Astralis
Espace Vuitton — Paris
2014
J'ai vu du feu, un arbre lumineux, et j'ai entendu un son, une sorte de vague inquiétante qui comme un ressac, donne forme a une pulsation. Une pulsation de lumière. Des arbres de glace, un fagot qui brule dans le froid. Quand je rêve d'une mer sombre, le ressac s'inverse, souvent c'est le signe de la mort et de la fin.
"Les incendies volontaires" s'est donnée par morceaux, plusieurs éléments, les cuillères en laiton avec les dents prises dans la cire, le rossignol du japon avec la tête tranchée, le livre enfumé qui révèle une phrase au hasard. Cette vision est arrivée par les détails, c'est souvent comme ça, les détails des formes, des matières, des placements d'éclats, des couleurs, et puis la forme se dessine, l'ensemble se construit.
J'ai d'abord vu l'arbre lumineux, et puis une dent sur un caillou, une pyrite plus précisément, et un petit oiseau en plomb s'est insère entre les deux, et la dent est devenu sa couronne, ma dent de sagesse devenue sa couronne. Un royaume de quiétude.
L'or était au cœur, chaud, irradiant. Tout s'est fabriqué à des moments différents, en morceau aussi.
Le dessin "les sourire d'éclats" est le cœur, la clé de cette installation, un visage de femme, le corps dans les éclats d'une eau apaisée, apaisante, un sourire au couteau, une auréole de lumière flottante sur la tête. Un autoportrait en quelque sorte, une figure a l'autre monde.
La femme a un cercle qui ferme son visage, passant par les yeux fermés aussi.
Le chemin de la pensée. Une boucle fermée, dans la lumière, faite de lumière.
Et puis le chien des enfers, ses têtes comme des boulets, le corps toujours dissocié de la raison.
Pas de lien possible. L'intuition séparée du possible. La pensée séparée de l'incarnation.
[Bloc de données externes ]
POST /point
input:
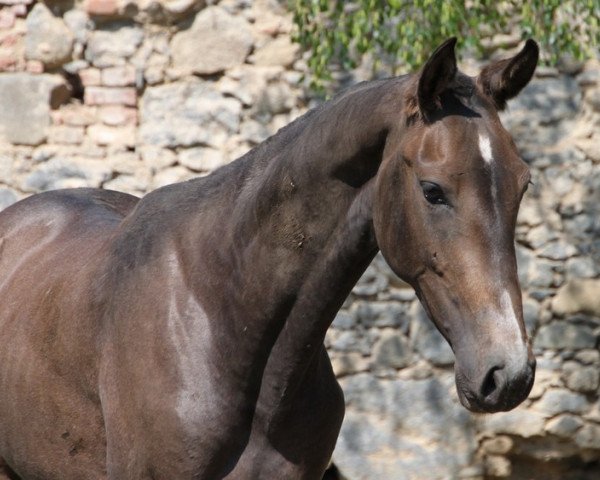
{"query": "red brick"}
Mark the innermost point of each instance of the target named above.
(121, 76)
(90, 77)
(34, 66)
(7, 18)
(110, 96)
(78, 115)
(102, 7)
(118, 115)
Le chien en céramique, est venu à la fin, comme l'entité corporelle qui manquait, noir de geais, de l'or et du gris, des têtes enchaînées.
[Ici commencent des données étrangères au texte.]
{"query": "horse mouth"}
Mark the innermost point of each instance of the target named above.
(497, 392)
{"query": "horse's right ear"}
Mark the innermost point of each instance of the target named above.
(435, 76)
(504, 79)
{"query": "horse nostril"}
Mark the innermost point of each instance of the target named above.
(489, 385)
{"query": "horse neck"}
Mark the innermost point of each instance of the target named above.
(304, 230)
Cette installation parle du passage ou plutôt de cette limite, de cette nappe de frontière entre tout, le corps, le temps, l'espace. Le début et la fin d'un déplacement qui se ferait sur place. Comme un rêve. Elle me fait me dire que peut être la vie est un rêve, les yeux ouverts.
Je ne travaille qu'en relation avec des visions ou des sensations que je pourrais voir. Je ne vois pas en entier, mais par détails, et ces détails grandissent, m'obsèdent, et souvent les formes s'engendrent sans que je puisse faire des liens, ou même comprendre pourquoi une matière apparait ou disparait. C'est quand tout est en place que les évidences s'éclairent. Ce serait comme apprendre a parler, a écrire, s'exercer en répétant les mêmes mots sans aucun destinataire, et qu'un jour, on croise par hasard celui a qui s'adressaient des mots prévus depuis des années.
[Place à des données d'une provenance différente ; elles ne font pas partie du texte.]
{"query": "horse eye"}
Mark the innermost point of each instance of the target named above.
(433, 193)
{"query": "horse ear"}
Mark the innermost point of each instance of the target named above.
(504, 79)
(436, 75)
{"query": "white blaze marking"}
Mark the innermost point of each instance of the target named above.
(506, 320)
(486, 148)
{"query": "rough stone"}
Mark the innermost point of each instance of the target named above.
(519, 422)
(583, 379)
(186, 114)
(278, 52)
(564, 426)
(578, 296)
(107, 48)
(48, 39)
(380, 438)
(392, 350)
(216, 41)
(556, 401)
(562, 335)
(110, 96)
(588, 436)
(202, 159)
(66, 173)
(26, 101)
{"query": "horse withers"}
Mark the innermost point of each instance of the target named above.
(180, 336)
Je ne vis que dans l'invisible, et c'est cette dimension de l'apparition qui encercle mon travail. Voir et rendre visible, ne peut se soustraire a l'invisible, a des dimensions et des mesures possibles. Compréhensibles mêmes.
Les astres sont partout, sous formes de constellations ou juste d'éclats. Mais ils me dirigent, rendent les limites bien plus enveloppantes que frontières. C'est la cartographie d'un territoire qui est le mien, réellement mien, je me repère aux éclats, dans la lumière je ne vois rien, je suis voyante dans le noir. Et je me repère à ces éclats. Et uniquement.
Je me repère aussi à l'instinct de cette perception, et je reste attentive à ce que je dois en faire.